There's a split method in the re module that should work for you.
>>> s = 'abcde2011-09-30.log'
>>> re.split('(\d{4}-\d{2}-\d{2})', s)
('abcde', '2011-09-30', '.log')
If you don't actually want the date as part of the returned list, just omit the parentheses around the regular expression so that it doesn't have a capturing group:
>>> re.split('\d{4}-\d{2}-\d{2}', s)
('abcde', '.log')
Be advised that if the pattern matches more than once, i.e. if there is more than one date in the filename, then this will split on both of them. For example,
>>> s2 = 'abcde2011-09-30fghij2012-09-31.log'
>>> re.split('(\d{4}-\d{2}-\d{2})', s2)
('abcde', '2011-09-30', 'fghij', '2012-09-31', '.log')

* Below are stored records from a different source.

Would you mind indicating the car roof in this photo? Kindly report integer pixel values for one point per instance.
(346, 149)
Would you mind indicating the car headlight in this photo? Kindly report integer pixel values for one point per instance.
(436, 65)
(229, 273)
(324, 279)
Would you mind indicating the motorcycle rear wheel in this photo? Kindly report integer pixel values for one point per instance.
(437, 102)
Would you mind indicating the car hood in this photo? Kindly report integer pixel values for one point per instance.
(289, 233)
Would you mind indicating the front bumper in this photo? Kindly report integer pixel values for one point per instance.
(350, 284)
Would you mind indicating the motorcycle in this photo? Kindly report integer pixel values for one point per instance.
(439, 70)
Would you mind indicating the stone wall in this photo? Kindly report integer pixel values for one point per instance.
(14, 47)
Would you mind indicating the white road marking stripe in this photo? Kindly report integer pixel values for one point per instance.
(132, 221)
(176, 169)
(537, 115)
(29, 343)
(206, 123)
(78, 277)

If this is a problem, you can use the maxsplit argument to split to only split it once, on the first occurrence of the date:
>>> re.split('(\d{4}-\d{2}-\d{2})', s, 1)
('abcde', '2011-09-30', 'fghij2012-09-31.log')
How's this:
>>> import re
>>> a = "abcde2011-09-30.log"
>>> myregexp = re.compile(r'^(.*)(\d{4}-\d{2}-\d{2})(\.\w+)$')
>>> m = myregexp.match(a)
>>> m
<_sre.SRE_Match object at 0xb7f69480>
>>> m.groups()
('abcde', '2011-09-30', '.log')
I don't know the exact python regex syntax but something like this should do the job:
/^(\D+?)([\d-]+)(\.log)$/
(without using regex and interpreting your string as a filename:)
lets start with splitting the filename and the extension 'log':
filename, ext = os.path.splitext('abcde2011-09-30.log')
most probably, the length of the date is allways 10, allowing for:
year, month, day = [int(i) for i in filename[-10:].split('-')]
description = filename[:-10]
However, if you are not sure we can find out where the date-part of the filename starts:
for i in range(len(filename)):
if filename[i].isdigit():
break
description, date = filename[:i], filename[i:]
year, month, day = [int[c] for c in date.split('-')]